For visibility, the bulldozer was fitted with three video cameras linked to monitors mounted on the vehicle's dashboard. Onboard fans and an air conditioner were used to keep Heemeyer cool while driving and compressed air nozzles were fitted to blow dust away from the video cameras. Food, water and life support were present in the almost airtight cabin. Heemeyer had no intention of ever leaving the cabin once he entered; the hatch was permanently sealed.
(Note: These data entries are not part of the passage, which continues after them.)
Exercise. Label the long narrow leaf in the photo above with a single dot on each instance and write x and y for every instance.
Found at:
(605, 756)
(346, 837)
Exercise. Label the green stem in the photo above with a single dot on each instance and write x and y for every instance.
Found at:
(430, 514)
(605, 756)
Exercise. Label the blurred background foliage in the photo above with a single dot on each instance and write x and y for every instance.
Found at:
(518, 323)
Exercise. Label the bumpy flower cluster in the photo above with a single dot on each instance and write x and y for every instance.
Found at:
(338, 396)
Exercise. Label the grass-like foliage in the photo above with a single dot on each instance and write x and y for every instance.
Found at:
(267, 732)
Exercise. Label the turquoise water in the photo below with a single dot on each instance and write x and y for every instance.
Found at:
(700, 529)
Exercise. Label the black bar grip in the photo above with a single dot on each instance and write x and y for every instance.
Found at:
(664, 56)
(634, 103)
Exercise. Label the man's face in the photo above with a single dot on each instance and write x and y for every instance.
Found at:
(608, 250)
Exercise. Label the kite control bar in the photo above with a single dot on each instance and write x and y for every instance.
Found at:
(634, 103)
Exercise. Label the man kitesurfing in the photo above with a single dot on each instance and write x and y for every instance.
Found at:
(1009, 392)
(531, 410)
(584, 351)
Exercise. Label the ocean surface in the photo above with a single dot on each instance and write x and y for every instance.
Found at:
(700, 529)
I was obsessed with the Killdozer picture above- it represented a lifetime of frustration culminating in a grand gesture of destruction but also of essential failure. The photo itself is a sad little thing...the Killdozer seemingly immobile and dead, a ramshackle pile of concrete and steel. I originally wanted to convey this and I think I was successfull, but as I worked into the piece more, I found the limitations of the rudimentary composition very aggravating. So, like the Killdozer, I did my own destruction and the piece ended up as a heap of tangled shit pushed up against a tree and forgotten, just as Marvin Heemeyer became after he shot himself in the Killdozer cabin after his fantastic rampage.


Nana Nicotina said...

I have to say: I've been looking at your artwork for a while [I mean, weeks] and I just can't get away from it. I keep coming back at your website and watching your paintings.
They intrigue me so in many ways, or what is more, they haunt me somehow. I think they're funny in some ways but also scary. And I think that's wonderful.
[by the way, I'm spanish, so don't mind if I spelled or said something wrong =D ]

Fatty Jubbo said...

wow! thank you, Nana. I'm glad you see the humor in them as well as that's something that's important to me. It's a fine can either come off as a fart joke one-liner or successfully get to that existential and deeper humor.

Your English is just dandy- much better than many native speakers!

farmerbob said...

How did your show go? I want to get one of those show catalogs. I love the new pieces my friend.

hellbirdman said...

I was stumbling hell on the net and damn if I did not find it.

Your stuff is intense and powerful.

If I was a ceo I would have some of the portraits you paint hanging in my office.

Art is hard.

Yours is good.

Go as far with it as you can afford young man.